The [LSTM model](https://machinelearningmastery.com/how-to-develop-lstm-models-for-time-series-forecasting/) learns a function that maps a sequence of past observations as input to an output observation. As such, the sequence of observations must be transformed into multiple examples from which the LSTM can learn.

The goal of this notebook is to convert the original event sequence dataset to one with n-item sliding window for the LSTM model training.

### Package Installation

In [1]:
import pandas as pd
import numpy as np
import math
from matplotlib import pyplot
import matplotlib.pyplot as plt
plt.style.use('fivethirtyeight')

import tensorflow as tf
from tensorflow import keras
from keras import layers

from keras.utils import to_categorical
from keras.preprocessing import sequence
from keras.preprocessing.text import Tokenizer
from keras.layers import Dense, LSTM, Embedding
from keras.models import Sequential


2023-08-03 16:26:55.879317: I tensorflow/core/platform/cpu_feature_guard.cc:193] This TensorFlow binary is optimized with oneAPI Deep Neural Network Library (oneDNN) to use the following CPU instructions in performance-critical operations:  AVX2 FMA
To enable them in other operations, rebuild TensorFlow with the appropriate compiler flags.
2023-08-03 16:26:56.576181: W tensorflow/compiler/xla/stream_executor/platform/default/dso_loader.cc:64] Could not load dynamic library 'libnvinfer.so.7'; dlerror: libnvinfer.so.7: cannot open shared object file: No such file or directory
2023-08-03 16:26:56.576260: W tensorflow/compiler/xla/stream_executor/platform/default/dso_loader.cc:64] Could not load dynamic library 'libnvinfer_plugin.so.7'; dlerror: libnvinfer_plugin.so.7: cannot open shared object file: No such file or directory


### Read Data
Get an idea of the number of unique event sequence in the original dataset.

In [None]:
#read dataset
seq = pd.read_csv('event_seqs.csv',header=None, delimiter=',', sep=',')
seq.head()


In [None]:
tval = seq.values

In [6]:
#number of unique categories
seq.nunique()

0    6345
dtype: int64

### Split Dataset into n-item sequences
n can be any integer that makes sense for the LSTM model.

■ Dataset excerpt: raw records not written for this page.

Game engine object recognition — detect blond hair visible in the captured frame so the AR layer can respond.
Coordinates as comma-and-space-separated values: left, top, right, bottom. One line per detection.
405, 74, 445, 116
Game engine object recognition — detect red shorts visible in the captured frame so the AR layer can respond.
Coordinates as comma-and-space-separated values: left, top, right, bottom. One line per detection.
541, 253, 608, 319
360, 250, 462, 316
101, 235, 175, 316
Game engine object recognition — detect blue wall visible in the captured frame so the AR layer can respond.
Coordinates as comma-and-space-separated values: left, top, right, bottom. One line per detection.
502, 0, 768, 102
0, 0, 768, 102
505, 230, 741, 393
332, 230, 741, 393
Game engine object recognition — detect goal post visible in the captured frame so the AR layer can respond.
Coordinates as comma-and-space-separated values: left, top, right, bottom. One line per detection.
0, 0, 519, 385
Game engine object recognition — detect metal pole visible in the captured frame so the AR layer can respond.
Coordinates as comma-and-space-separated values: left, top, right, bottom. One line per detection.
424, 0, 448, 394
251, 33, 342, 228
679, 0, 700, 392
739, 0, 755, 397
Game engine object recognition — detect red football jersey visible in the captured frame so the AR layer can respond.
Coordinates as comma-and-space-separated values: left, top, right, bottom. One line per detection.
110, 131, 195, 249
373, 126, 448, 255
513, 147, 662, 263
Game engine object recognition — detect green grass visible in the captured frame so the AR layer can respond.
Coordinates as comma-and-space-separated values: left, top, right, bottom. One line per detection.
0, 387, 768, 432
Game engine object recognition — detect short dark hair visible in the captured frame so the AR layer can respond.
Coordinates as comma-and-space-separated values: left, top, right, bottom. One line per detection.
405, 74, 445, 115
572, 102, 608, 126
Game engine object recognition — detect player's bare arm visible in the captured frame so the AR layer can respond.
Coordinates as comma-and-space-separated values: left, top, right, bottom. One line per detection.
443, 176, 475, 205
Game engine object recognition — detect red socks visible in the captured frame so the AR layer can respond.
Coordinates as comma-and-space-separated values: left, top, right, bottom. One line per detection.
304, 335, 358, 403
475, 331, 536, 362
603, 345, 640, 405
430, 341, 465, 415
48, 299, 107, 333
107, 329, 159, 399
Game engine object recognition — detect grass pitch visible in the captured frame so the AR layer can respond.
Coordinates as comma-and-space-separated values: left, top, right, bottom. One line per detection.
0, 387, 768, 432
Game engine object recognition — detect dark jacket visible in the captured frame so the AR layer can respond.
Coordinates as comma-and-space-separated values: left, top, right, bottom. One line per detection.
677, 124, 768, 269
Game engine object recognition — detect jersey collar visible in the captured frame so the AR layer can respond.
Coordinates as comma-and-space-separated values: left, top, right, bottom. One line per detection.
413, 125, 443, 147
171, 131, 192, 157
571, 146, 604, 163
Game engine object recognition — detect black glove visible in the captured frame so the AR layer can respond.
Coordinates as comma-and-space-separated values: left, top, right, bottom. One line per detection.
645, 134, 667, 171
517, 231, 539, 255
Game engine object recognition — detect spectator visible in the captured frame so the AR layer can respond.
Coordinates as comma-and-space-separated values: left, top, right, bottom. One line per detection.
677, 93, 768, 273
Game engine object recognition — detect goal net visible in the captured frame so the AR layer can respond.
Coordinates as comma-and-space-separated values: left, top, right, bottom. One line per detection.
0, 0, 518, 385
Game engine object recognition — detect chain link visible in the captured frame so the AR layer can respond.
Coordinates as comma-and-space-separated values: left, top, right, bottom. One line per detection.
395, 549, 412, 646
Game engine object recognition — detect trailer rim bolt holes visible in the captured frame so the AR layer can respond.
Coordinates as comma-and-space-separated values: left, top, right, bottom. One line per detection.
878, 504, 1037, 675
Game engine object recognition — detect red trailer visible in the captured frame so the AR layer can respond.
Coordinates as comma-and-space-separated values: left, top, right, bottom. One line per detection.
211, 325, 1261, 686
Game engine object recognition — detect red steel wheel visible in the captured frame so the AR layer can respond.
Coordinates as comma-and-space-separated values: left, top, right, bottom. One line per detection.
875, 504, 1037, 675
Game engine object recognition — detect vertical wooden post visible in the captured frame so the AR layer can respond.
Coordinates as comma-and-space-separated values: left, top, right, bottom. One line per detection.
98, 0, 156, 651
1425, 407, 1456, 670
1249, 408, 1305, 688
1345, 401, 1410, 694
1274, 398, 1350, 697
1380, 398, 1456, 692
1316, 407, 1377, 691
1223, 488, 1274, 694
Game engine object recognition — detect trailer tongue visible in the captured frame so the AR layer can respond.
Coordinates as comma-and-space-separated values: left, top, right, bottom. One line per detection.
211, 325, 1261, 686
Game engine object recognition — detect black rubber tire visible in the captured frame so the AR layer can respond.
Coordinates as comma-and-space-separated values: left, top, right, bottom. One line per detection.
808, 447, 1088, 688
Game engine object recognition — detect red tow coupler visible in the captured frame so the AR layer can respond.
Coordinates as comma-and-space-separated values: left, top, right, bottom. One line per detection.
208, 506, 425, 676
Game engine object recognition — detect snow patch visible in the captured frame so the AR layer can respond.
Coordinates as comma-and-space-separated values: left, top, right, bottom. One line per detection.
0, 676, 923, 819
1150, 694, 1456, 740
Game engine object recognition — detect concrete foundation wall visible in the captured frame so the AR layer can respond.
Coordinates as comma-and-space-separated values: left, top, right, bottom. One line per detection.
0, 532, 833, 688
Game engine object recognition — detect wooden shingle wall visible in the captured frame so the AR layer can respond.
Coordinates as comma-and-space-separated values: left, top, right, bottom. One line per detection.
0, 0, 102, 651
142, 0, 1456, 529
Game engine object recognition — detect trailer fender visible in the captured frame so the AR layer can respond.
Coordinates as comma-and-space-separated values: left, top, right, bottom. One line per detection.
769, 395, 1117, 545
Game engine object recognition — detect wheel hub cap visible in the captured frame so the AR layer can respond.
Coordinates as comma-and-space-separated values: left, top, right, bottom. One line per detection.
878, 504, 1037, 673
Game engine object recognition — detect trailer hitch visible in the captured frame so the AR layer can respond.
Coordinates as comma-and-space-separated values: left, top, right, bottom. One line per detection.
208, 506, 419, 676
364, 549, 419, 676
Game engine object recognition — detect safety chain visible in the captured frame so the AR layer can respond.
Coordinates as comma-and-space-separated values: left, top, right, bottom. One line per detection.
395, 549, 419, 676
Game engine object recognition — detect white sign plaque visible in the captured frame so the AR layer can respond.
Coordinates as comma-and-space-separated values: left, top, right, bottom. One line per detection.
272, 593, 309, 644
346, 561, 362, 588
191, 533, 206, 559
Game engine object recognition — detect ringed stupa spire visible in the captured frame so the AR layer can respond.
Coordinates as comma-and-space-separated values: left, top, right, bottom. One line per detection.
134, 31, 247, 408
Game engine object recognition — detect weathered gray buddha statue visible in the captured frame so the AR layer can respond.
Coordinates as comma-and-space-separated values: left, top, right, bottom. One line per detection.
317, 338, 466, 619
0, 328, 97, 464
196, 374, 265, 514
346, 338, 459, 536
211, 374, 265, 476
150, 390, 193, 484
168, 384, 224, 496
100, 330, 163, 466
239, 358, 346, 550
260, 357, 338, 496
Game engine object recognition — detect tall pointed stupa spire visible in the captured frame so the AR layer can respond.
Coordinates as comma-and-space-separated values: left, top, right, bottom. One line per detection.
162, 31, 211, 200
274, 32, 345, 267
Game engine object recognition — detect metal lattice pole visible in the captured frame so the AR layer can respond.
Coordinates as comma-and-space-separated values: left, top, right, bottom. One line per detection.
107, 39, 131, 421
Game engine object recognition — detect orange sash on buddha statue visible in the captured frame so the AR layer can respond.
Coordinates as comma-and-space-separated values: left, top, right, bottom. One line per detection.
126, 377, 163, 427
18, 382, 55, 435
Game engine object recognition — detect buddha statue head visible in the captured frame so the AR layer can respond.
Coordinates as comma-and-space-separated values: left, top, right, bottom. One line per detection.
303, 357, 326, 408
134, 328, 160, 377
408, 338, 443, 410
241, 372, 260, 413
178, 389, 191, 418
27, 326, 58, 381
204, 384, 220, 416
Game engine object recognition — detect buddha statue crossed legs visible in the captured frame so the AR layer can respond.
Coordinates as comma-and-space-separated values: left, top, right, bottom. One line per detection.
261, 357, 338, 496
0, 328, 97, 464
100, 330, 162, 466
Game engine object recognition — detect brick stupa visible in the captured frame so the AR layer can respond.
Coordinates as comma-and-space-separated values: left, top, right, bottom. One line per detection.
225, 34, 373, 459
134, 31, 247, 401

In this example, we make 5-item and 10-item sequences for illustration and comparison.

In [None]:
#function to apply n-item sliding window
def splitSequence(seq, n_steps):
    #Declare X and y as empty list
    X = []
    y = []
    
    for i in range(len(seq)):
        #get the last index
        result = [int(i) for i in seq[i][0].split(',')]  
        for j in range(len(result)):
        #if lastIndex is greater than length of sequence then break
            lastIndex = j + n_steps
            if lastIndex > len(result) - 1:
                break
            
            #Create input and output sequence
            seq_X, seq_y = result[j:lastIndex], result[lastIndex]
            
            #append seq_X, seq_y in X and y list
            X.append(seq_X)
            y.append(seq_y)
            pass

    X = np.array(X)
    y = np.array(y)
    return X,y 

In [None]:
#make 10-item seq
n_steps = 10
X, y = splitSequence(tval, n_steps = n_steps)
X_df = pd.DataFrame(X)
y_df = pd.DataFrame(y)
X_df.shape

In [None]:
# save dataframe to csv, reuse later 
X_df['y'] = y_df
X_df.to_csv('seq10.csv')

In [None]:
#make 5-item seq
n_steps = 5
X, y = splitSequence(tval, n_steps = n_steps)
X_df = pd.DataFrame(X)
y_df = pd.DataFrame(y)
X_df.shape


In [None]:
# save dataframe to csv, reuse later
X_df['y'] = y_df
X_df.to_csv('seq5.csv')

Not that we have the n-item sequence dataset saved to local, we are able to direct comsume without recreating every time training model.